The problem with how people react to the Scandal is that we can go overboard in two directions: either overreacting against the Church, in general, and priests, in particular, or blinding ourselves to certain realities and becoming too defensive.
One situation in New Jersey illustrates the problem. A popular priest was removed from his parish last April after accusations of abuse 20 years ago. Some people in his parish are convinced he could never have done what he is accused of. Meanwhile, the diocese wants to settle abuse lawsuits and do right by the victims. So what has happened? The diocese has settled the case with accusers of 10 priests, including the popular one, and now his former parishioners are hopping mad.
I think the wisdom of the Church shows in this situation. There’s a reason priests are generally moved from assignment to assignment, and it’s to prevent over-identification by the people with any one man. It’s fine to become friends with your pastor. I’ve done so. But there can grow an unhealthy pastoral attachment to one man so that when a conflict arises within you between defending your pastor and obedience to the Church, you could place your loyalties in the wrong place. Hence we have parishioners planning marches on the chancery and even an admission that the whole crisis has split the parish between the priest’s defenders and those not sure of his innocence.

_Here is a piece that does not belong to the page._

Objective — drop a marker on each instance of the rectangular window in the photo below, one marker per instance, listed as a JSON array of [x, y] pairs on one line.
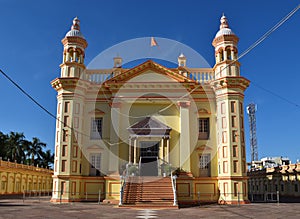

On the other hand, we have what may seem a rush by the diocese to settle the allegations without concern to how it affects the individual. Of course, the diocese wants to put the Scandal behind it and the settlement in this case specifically says it admits no wrongdoing, but the appearance of it could continue to lead to more doubt about the priest when nothing else has been said about his case. For his sake and that of his parishioners, the diocese should strive to resolve the review of the case, determine whether it’s credible, work with law enforcement to determine whether charges will be filed, and then announce his final disposition. To drag it out any longer damages a potentially innocent man, damages the faith and hopes of the laypeople, and does not good for the Church.